An artist's extraordinary journey from building his own toys in rural Syria to conceiving a new spire for one of Cambridge's biggest churches will be recounted in a talk this week.

Issam Kourbaj will be recounting his journey as an artist in a lecture this week at Christ's College, where he is artist in residence. His talk will cover his long journey from Syria to Cambridge and the influences that the various stops have had on his work.

Kourbaj grew up in Southern Syria, eventually moving to Damascus, and displaying his work at the Soviet Cultural Centre there. His pictures were spotted by the Russian Ambassador, who offered him a chance to study in Moscow. His artistic career has since taken him across the world, from Azerbaijan to Mexico, and his work is in the British Museum's collection.

He will also discuss the journey that his studio has made around Cambridge and his various works, which have included his cannibalisation and reinterpretation of X-ray plates, bentwood chairs and all 10,000 pages of the Encyclopaedia Britannica.

Such reuse has seen him transform zinc printing plates into sculptures using scoring and acid baths, then embossing paper with them to create novel surfaces for his sketches. The work, / -, was in tribute to his teacher, Fateh Moudarres, one of the most influential Syrian painters of the 20th Century and a co-exhibitor with Picasso.

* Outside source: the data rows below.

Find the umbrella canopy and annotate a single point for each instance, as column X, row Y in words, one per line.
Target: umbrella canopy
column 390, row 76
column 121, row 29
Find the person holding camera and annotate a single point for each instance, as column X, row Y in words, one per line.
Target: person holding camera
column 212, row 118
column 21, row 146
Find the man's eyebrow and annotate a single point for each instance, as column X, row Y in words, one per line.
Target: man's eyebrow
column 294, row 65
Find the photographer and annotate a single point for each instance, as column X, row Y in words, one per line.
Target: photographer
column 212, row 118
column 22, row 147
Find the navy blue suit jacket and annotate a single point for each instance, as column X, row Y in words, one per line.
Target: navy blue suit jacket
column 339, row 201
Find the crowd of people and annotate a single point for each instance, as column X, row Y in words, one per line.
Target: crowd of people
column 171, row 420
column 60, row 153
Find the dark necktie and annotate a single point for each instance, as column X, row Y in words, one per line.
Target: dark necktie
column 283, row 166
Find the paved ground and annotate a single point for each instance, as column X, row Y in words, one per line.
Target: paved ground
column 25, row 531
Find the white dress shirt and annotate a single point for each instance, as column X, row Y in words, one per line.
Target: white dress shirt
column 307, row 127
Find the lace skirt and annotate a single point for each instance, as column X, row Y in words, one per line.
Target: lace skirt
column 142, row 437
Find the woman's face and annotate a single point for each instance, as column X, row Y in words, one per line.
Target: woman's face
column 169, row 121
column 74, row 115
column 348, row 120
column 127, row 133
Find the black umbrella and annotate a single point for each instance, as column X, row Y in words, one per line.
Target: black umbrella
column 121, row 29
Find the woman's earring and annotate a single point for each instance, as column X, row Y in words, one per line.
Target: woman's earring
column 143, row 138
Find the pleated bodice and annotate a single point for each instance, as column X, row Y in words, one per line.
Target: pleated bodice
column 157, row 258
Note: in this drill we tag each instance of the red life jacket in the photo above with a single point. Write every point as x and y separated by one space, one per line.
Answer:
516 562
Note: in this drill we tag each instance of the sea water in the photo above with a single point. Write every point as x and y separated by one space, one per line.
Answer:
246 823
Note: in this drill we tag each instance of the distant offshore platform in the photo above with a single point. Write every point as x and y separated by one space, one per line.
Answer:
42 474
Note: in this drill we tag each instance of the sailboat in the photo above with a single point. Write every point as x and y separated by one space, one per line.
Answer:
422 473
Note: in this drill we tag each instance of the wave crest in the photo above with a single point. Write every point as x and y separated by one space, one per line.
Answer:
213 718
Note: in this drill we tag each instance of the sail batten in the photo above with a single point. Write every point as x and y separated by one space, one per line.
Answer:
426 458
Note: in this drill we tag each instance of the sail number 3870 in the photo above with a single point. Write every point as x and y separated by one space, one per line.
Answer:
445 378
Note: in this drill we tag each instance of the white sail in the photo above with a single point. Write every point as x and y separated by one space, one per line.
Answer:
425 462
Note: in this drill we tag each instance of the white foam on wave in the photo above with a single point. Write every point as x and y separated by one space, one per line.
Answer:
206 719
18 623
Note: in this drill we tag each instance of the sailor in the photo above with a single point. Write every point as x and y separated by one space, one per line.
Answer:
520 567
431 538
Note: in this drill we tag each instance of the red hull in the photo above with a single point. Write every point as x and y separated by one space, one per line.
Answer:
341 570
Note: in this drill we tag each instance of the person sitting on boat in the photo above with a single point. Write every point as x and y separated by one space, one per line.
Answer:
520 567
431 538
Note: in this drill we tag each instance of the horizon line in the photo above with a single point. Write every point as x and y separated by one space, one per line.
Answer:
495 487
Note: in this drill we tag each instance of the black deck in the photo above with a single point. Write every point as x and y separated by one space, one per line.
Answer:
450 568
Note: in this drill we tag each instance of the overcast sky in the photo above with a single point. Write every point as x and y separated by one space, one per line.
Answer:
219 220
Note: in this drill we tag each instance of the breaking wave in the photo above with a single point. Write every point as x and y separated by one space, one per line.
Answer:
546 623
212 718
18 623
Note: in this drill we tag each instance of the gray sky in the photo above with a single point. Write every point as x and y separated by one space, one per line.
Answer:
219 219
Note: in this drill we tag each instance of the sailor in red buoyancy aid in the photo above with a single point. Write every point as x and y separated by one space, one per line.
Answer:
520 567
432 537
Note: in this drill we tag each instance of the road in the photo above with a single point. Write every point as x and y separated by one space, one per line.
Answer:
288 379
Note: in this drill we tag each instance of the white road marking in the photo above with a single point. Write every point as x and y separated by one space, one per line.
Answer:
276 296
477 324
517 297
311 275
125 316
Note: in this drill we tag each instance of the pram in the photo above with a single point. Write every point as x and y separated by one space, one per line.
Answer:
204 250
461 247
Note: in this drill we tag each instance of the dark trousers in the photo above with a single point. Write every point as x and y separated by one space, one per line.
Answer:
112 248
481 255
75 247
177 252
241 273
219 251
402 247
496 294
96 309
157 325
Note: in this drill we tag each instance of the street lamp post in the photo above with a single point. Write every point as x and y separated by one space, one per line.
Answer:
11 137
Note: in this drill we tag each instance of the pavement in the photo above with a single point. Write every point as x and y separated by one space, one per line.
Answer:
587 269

Much of his work has been concerned with the use of optics and light in creating works of art. He first became interested in this area when, in his studio attic, he discovered a knothole in a boarded-up window, which projected a live image of the street outside onto the ceiling.

This led him to look at the Camera Obscura, a device for projecting images through a small opening, usually a pinhole or a lens, and this formed an Open Studio exhibit in 2004, relying solely on light-sources, lenses and mirrors.

He also revived plans, first developed 400 years ago by the then Vice-Chancellor of the University, to place a spire atop Great St Mary's Church and hoped to mount a Camera Obscura there, projecting a continuously moving image into the chamber.

Amongst other projects, he held a joint exhibition in November 2000 with his three year old son Mourad. Inspired by the unrestricted creativity of his son's first efforts at painting, he was encouraged to revisit his own childhood.

Their exhibition, is / am, featured abstract works, painted on old book covers instead of canvasses, alongside representations of memories from Kourbaj's youth, including snarling cats, impossible machinery and upside-down trees.

He has run many workshops and events for the University, including workshops combining astronomy and art at the Institute of Astronomy, and combining art and other sciences at Kettle's Yard, the Fitzwilliam Museum and the Botanic Garden, a frequent place of inspiration for him.

The talk, entitled My Journey as an Artist, is free and open to all. It will take place on Wednesday 13 February at 5.30 pm in the Lloyd Room at Christ's College. Slides of his work will be shown to illustrate the talk.

Members of Trinity Hall will also have the chance to hear the talk as one of the McMenemy seminars. Issam Kourbaj will be speaking there on Wednesday 20 February at 6.15pm in the Leslie Stephen Room.